In 1969, Chase-Riboud created Monument to Malcolm for the 7 américains de Paris show held at the Galerie Air France in Manhattan. This work, as art historian Pellom McDaniels writes: “marked the arrival of her signature style. It appeared to represent a fallen robe or garment on a surface [reminiscent of] marble...The composition and presentation reached back to Chase-Riboud’s observations of the reclining stone Buddhas…in China that she described as ‘beautifully calculated pattern of flat overlapping folds that are incised as drawing rather than carved as sculpture.’”
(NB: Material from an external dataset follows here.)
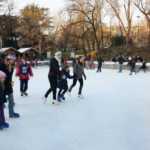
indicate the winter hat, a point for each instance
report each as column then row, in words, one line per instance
column 58, row 54
column 2, row 75
column 11, row 57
The idea to develop a series of steles in tribute to Malcolm X—who had been assassinated in New York City on February 21, 1965—was sparked in response to the energy and political/cultural discourse Chase-Riboud experienced in the summer of 1969 at the Pan-African Cultural Festival. Held in the capital of Algeria seven years after the country’s long and bloody struggle for independence, the week-long festival brought together artists, writers, and activists from throughout the African diaspora. Attending panels on resistance to colonial and neocolonial exploitation, Chase-Riboud was given a view of the American civil rights movement through the lens of a global struggle against racism and the economic, cultural, and geopolitical systems that benefitted from and perpetuated it. This global consciousness was consistent with Malcolm X’s own conviction that the struggle for black civil rights in the United States would be better framed as a struggle for human rights in part because it would shift the jurisdiction for the movement from the United States, a country slow (at best) to respond to demands for full citizenship for African Americans, to the United Nations. This global reframing of the question of equality would also open up avenues for “the dark-skinned people of the world” to support each other in holding accountable all the nations that had signed onto the 1948 Universal Declaration of Human Rights, but that routinely and flagrantly disregarded such lofty principles in the domestic policing of “minority” populations.